There has been a lot of talk about cicadas lately, and they have finally started to come out. These are periodical cicadas that emerge on a 17 year cycle. The cicadas that are emerging this year are from brood X and last appeared in 1987. Since then they have been sitting underground, tapped into the roots of trees, slowly maturing. During the last few days the mature nymphs have started to emerge in this area. They climb a vertical surface: tree, lamp post, blade of grass, you name it, then molt, and you have a winged adult. The adults move up into the tree tops and begin wooing, which pretty much sounds like one of alien space ships from any of the old 1950's sci-fi movies.
For some reason there aren't any in my yard, but I took my kids to a park about a mile away yesterday and they were all over the place. The song is pretty cool and amazingly loud. Even though there aren't any in our yard I can hear them calling pretty clearly from the woods that surround our subdivision.

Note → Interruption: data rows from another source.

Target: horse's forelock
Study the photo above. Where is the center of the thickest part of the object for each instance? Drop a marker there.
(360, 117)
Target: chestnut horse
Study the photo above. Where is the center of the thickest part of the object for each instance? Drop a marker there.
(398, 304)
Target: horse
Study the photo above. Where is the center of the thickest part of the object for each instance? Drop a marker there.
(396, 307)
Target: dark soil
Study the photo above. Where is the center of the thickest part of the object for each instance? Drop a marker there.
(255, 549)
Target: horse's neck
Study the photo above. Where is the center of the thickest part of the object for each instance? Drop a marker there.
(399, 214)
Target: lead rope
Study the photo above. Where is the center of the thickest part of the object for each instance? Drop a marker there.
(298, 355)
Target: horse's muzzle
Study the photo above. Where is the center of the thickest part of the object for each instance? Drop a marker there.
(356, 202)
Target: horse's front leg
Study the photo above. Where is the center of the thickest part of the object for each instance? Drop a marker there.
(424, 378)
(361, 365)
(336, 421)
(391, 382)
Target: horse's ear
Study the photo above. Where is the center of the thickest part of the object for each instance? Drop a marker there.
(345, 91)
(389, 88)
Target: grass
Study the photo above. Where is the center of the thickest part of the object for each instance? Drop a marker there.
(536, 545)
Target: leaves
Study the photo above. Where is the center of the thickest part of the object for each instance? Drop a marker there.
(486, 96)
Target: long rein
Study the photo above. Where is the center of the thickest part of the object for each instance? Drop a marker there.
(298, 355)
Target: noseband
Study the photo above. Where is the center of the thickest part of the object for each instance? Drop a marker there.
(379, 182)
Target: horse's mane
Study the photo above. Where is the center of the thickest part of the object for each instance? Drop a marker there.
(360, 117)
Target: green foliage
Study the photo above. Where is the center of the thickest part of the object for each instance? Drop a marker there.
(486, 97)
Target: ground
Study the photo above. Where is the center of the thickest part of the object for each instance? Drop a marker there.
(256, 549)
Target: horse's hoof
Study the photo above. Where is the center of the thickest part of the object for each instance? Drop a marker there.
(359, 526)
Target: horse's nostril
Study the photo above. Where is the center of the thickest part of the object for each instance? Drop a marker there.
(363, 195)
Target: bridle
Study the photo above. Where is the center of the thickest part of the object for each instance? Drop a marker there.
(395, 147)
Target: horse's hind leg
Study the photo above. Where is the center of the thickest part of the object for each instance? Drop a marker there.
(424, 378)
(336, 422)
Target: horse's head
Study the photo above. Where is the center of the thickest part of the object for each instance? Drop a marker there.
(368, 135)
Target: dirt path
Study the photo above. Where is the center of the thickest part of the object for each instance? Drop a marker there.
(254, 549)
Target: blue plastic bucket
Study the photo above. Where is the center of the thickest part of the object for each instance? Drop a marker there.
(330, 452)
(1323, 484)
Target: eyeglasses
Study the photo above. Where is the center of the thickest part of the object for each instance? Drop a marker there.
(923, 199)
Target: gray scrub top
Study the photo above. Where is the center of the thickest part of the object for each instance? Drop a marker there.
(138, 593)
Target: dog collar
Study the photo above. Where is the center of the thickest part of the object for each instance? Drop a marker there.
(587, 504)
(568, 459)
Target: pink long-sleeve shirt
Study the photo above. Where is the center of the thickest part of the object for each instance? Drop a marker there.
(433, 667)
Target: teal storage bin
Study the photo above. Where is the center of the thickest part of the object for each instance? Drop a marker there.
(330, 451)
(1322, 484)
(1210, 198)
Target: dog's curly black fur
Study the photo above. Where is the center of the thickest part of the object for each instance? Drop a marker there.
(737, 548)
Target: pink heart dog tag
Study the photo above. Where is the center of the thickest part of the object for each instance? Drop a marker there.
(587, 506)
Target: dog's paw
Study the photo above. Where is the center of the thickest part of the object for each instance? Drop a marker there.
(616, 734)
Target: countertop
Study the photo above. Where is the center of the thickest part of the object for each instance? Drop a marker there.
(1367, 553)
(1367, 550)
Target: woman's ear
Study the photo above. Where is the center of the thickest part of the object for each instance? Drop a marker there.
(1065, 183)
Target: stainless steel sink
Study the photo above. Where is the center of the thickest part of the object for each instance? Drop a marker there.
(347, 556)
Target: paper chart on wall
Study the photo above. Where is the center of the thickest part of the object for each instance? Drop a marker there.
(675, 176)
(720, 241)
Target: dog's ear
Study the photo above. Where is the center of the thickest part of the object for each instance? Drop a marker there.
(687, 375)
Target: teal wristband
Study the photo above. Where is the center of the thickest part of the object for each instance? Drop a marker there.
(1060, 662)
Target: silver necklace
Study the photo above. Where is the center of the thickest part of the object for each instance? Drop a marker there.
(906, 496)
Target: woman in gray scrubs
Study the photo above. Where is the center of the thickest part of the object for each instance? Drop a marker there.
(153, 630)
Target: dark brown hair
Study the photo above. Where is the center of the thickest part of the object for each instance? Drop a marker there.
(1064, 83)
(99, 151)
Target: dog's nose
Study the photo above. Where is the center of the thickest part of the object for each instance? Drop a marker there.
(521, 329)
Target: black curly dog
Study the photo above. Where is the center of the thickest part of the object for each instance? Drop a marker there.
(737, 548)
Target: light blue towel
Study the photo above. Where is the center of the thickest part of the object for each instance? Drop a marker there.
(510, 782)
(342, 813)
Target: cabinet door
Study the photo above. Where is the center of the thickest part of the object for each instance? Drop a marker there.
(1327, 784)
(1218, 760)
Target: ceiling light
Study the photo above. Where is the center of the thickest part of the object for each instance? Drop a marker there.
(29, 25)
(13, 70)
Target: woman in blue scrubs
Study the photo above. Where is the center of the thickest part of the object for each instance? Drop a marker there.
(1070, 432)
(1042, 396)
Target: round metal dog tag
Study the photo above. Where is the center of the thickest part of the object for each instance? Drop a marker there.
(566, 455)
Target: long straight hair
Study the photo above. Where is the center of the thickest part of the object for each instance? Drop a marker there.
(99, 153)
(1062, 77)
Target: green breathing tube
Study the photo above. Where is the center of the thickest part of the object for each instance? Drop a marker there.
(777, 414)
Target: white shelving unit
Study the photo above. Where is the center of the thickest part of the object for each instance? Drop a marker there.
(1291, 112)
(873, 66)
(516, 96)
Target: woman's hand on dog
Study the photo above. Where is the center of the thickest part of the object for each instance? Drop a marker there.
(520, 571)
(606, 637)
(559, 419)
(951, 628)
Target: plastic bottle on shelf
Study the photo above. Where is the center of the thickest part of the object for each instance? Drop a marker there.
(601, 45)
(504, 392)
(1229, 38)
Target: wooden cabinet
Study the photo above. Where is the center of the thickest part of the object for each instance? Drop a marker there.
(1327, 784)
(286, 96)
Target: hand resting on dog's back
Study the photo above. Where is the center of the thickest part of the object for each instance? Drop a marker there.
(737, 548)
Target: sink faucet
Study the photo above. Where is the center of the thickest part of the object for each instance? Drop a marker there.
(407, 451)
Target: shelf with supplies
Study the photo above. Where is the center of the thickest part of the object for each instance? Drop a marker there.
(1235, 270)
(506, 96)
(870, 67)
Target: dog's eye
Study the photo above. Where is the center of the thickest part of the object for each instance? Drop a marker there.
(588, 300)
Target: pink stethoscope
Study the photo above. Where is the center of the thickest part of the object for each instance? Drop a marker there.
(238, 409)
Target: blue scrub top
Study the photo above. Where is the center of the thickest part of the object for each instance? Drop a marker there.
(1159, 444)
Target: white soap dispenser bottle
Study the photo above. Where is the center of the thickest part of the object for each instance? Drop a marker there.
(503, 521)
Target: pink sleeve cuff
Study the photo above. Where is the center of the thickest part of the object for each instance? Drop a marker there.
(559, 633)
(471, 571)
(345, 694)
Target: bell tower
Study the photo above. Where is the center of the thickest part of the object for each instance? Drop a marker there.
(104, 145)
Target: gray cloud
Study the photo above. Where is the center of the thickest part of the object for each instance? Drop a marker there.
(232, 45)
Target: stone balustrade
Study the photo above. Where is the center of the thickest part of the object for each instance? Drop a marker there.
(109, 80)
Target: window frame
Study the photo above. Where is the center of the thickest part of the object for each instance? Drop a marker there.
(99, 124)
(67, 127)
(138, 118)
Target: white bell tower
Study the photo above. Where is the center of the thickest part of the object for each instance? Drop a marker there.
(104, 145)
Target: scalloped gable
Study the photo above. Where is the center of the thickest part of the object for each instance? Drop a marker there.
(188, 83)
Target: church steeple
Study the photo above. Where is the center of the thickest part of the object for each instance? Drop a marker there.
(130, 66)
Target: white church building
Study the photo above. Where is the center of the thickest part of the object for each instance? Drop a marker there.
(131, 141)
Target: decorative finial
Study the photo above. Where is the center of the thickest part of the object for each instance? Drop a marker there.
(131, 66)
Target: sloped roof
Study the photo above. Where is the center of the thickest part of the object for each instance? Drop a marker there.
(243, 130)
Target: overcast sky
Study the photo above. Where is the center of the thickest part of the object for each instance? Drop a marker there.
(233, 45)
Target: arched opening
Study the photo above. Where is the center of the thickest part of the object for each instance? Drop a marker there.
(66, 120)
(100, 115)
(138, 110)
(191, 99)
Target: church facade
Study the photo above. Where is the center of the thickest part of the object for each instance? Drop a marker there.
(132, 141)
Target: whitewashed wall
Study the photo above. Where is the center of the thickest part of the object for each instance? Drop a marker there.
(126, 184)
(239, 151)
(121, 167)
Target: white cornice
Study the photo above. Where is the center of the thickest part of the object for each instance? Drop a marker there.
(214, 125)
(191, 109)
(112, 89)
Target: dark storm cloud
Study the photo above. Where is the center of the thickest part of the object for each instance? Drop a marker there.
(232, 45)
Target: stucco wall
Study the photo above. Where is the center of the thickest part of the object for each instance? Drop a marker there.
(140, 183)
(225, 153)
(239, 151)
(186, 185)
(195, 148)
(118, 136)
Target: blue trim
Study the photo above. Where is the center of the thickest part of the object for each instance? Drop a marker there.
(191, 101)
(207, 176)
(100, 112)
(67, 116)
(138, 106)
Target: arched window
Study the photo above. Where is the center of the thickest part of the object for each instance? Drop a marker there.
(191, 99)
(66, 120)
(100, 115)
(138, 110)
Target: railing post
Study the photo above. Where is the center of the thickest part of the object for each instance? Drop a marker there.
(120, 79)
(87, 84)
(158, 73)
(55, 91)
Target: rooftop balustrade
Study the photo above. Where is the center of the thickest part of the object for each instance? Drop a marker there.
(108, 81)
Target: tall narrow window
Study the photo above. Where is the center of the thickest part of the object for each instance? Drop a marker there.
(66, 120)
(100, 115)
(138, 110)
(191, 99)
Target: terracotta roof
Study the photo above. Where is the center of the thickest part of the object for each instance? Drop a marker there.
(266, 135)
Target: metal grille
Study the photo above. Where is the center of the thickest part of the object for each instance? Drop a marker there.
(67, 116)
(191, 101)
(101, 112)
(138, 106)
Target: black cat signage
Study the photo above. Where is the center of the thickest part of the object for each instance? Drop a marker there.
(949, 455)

In any case, they come to mind here because it strikes me that they have taken the whole arribada thing to an extreme. Turtles that nest en masse probably do so as a mechanism to ensure that as many hatchlings survive as possible when they emerge, also en masse. Ideally predators become sated picking off the hatchlings that emerge early allowing more of the late ermergents to survive. And the cicadas do this on a 17-year cycle!
It makes me wonder how many other taxa, or what proportion, have adapted similar strategies to increase the survival of their young? Coral come to mind which spawn syncronously, as do many fish species, like grouper that have spawning aggregations.